Thursday, December 15, 2011

To Animals

O' Noble Cat!

O' noble Cat, nine times blessed, do tell:
How dost thou lick thy balls in times as fraught as these
With draught, famine, flood and fire? How canst thou be
So dedicated to thy morning wood? Man has let his
Wander to the ends of Earth but not as yet can he
Do with his tongue what thou canst do with thine.
O noble Cat, if I but could, you know I would lick mine.



Tea at Ate

‎- '...Sooner or later, Mister Alligator,
They'll all make a line
- A sign of the time - And walk on down
Right into your mouth, past all of your teeth
Move along your spine,
Till they hit at the last, the end of the road,
And you shit them all out! An insufferable load
That thought that you were...that...Oh this, and that...'

- 'Be quiet, Mister Cat!'


Genesis

The bird that sat
Sneezed at last, and it was as if
The tree had shuddered - but had not really!
The snake that slithered round and round the massive trunk
Slipped and fell upon the ground with a sudden thud.
A sound was heard: the fluttering of wings, and other things
A creature besides, far away, singing.
An elephant lumbered its hungry way across the plain
And everything else was much the same.
But somewhere, up there, behind the starry skies
A lot of gossip going on, back and forth, about right and wrong.



O' Bed

O' Bed! You lusty old fool!
In whose soft embrace all foolish dreams come
True!
In sleep, when I all moral thought suspend,
What lechery
Wilt thou not for me portend!
My Mattress Mistress, Misfit I
Ready to come and ready to die.



For Sale...But Not Worth It!

O' you and I, we sell ourselves short,
Afraid of advertising false; furious,
When the would-be buyer falls for our honest pitch
And leaves us there upon the shelf,
And shuffles off in search of shit.
Come, we shall our curious talent mourn
And call a Heart a Spade.


Mice

We tried to be modest...we did!
But you were such a bad person
That we collectively decided
To rub it, our brains, in your face
And to not even rhyme;
But be better and more interesting
Than you could ever hope to be.
To be sublime,
To steal your first born from its mother's womb,
And leave a ticking time bomb in its place;
Your wife, your cocoon, your analgesics,
Your total and complete inability to perform...
(We got your girlfriend off two stops back by the way)
There she is, back there, alone, on the platform.
Tell her where you've been...go on,
If you have the balls...tell her
What's wrong...




Talent? Addiction?

Bottle full of sound.

Drunk.
Throwing up a melody:
Dehydrated dissonance;
Hungover on a Tuesday.

Rehab around the corner;
And I have found a corner.
Somewhere to belong;
Never sing another song!

But the bottle full of sound...
Drunk!

6 Comments:

At January 24, 2012 at 12:01 PM , Anonymous Anonymous said...

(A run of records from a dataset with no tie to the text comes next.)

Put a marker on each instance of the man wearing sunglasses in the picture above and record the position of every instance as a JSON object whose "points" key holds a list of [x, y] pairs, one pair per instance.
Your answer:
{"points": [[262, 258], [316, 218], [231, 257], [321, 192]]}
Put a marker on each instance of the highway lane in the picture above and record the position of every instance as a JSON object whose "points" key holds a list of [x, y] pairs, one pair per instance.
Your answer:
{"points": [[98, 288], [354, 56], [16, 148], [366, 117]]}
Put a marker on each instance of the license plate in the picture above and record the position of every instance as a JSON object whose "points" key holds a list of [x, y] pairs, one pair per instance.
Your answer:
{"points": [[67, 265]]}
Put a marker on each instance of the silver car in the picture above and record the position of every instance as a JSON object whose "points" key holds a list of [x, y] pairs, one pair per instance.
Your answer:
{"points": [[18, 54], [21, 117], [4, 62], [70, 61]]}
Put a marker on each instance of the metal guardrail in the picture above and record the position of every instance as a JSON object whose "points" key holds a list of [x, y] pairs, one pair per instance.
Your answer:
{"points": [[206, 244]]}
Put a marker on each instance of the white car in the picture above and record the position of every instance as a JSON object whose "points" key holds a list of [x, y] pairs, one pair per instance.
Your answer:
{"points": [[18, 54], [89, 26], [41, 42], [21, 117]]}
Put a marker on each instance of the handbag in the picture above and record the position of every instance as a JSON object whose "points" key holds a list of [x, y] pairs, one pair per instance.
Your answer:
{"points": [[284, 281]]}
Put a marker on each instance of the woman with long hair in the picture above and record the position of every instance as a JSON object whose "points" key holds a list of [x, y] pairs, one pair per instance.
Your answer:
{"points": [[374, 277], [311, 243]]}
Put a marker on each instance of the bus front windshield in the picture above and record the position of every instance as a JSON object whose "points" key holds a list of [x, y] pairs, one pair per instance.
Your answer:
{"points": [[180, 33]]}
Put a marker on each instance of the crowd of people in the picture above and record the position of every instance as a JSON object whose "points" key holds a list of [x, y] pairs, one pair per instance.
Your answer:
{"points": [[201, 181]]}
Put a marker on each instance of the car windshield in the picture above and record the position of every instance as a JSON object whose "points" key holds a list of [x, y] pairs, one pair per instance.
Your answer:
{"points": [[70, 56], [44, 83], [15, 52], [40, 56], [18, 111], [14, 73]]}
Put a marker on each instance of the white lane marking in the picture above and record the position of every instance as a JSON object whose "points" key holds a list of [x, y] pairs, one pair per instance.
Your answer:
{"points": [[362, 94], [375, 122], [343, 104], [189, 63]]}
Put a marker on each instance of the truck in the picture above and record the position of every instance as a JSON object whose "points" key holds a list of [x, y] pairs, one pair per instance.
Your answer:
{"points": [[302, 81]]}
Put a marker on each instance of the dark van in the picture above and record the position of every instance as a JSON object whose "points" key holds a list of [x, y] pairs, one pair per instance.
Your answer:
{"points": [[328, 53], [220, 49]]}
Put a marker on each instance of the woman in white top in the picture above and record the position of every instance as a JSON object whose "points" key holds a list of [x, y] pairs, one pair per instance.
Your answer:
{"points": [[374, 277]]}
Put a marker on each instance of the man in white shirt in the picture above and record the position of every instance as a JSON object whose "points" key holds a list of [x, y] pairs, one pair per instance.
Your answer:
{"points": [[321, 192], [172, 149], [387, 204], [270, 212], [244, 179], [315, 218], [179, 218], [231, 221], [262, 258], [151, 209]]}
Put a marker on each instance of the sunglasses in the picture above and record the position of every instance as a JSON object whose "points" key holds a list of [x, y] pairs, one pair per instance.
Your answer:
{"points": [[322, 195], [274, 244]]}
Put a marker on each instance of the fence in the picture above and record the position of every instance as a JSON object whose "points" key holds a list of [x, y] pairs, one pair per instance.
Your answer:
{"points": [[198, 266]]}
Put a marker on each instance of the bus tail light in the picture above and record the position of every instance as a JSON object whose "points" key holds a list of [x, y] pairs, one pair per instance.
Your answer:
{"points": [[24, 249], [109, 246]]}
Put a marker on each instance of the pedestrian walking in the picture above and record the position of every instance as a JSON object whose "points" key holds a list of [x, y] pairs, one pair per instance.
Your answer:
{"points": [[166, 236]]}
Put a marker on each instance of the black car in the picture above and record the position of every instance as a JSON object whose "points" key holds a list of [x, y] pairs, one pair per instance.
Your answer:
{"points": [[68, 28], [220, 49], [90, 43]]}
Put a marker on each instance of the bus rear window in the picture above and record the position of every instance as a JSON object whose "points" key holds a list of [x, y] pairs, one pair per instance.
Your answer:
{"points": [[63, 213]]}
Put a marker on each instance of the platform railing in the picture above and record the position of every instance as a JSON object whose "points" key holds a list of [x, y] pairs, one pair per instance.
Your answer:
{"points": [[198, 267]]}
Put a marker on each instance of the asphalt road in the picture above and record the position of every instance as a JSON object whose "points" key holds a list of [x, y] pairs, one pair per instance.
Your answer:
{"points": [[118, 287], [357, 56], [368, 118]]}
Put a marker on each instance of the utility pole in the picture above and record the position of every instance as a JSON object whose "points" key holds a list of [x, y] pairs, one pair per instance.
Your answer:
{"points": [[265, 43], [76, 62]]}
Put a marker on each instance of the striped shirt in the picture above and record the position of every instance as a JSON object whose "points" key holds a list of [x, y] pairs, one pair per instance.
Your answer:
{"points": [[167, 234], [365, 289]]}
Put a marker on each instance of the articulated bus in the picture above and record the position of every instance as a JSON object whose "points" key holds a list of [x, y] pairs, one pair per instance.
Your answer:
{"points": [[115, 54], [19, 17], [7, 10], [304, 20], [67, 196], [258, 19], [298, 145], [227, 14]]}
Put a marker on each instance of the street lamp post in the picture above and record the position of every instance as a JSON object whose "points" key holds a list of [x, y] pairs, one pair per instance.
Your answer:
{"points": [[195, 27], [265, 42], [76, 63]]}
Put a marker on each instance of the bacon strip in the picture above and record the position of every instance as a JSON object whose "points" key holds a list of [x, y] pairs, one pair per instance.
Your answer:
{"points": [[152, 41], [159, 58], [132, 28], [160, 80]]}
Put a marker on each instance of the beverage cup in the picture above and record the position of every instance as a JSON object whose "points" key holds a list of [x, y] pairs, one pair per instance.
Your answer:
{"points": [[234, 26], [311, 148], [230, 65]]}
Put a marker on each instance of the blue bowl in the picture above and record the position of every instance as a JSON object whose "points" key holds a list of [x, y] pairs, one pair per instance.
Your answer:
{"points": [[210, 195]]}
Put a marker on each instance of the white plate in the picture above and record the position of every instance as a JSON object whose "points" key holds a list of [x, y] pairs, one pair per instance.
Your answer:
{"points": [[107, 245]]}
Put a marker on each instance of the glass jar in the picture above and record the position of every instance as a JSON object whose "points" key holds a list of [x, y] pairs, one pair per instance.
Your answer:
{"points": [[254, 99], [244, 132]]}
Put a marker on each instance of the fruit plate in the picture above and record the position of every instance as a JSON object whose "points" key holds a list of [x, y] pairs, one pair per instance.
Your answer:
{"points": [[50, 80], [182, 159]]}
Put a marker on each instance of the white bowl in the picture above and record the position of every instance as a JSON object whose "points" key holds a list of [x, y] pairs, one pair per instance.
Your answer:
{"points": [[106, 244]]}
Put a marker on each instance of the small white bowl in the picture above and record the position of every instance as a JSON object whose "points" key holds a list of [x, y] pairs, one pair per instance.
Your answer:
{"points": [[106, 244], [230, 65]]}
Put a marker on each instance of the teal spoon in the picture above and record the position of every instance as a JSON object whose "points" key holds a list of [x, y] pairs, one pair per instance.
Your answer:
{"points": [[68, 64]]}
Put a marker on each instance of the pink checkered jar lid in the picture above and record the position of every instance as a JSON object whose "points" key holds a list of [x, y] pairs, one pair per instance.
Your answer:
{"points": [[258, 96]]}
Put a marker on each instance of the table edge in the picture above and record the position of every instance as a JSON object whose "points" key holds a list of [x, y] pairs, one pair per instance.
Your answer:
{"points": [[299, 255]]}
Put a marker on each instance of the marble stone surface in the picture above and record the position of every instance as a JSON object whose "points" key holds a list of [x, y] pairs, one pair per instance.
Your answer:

Meow. catawampus across the Whisker willow. day in and day out. to wax eloquent and fellate feline.

_ reluctantly fellatious. willingly feral. delightfully yours

 
At February 18, 2012 at 11:38 AM , Blogger Amna I. Mehmood said...

Genesis. like.

 
At February 21, 2012 at 7:18 AM , Blogger Duck said...

these were all originally facebook statuses i updated that i then decided were actually poems.

 
At May 20, 2012 at 8:53 AM , Blogger Duck said...

O' Life,
May I smell your flower?
Take a sip from the cool, blue snifter of your hour?
Wear on my neck, in the suprasternal notch,
The scent of your summer shower?

And if not,
Then what about your crotch?
Or your bottom? After all, that has captivated me
Since I was but a tot.
So taut. So turgid. Ridiculously wrought
Rock-bottom, here I come.

 
At September 16, 2013 at 2:52 AM , Anonymous Anonymous said...

great blog! and such a beautiful poetry too. visit my blog zulfasapiimut.blogspot.com from Indonesia :))

 
At February 10, 2014 at 12:20 PM , Blogger Riklegaree said...

There is much to digest here; but you are thinking aloud with words; and i admire this. Hope you don't object my nosiness. Rik.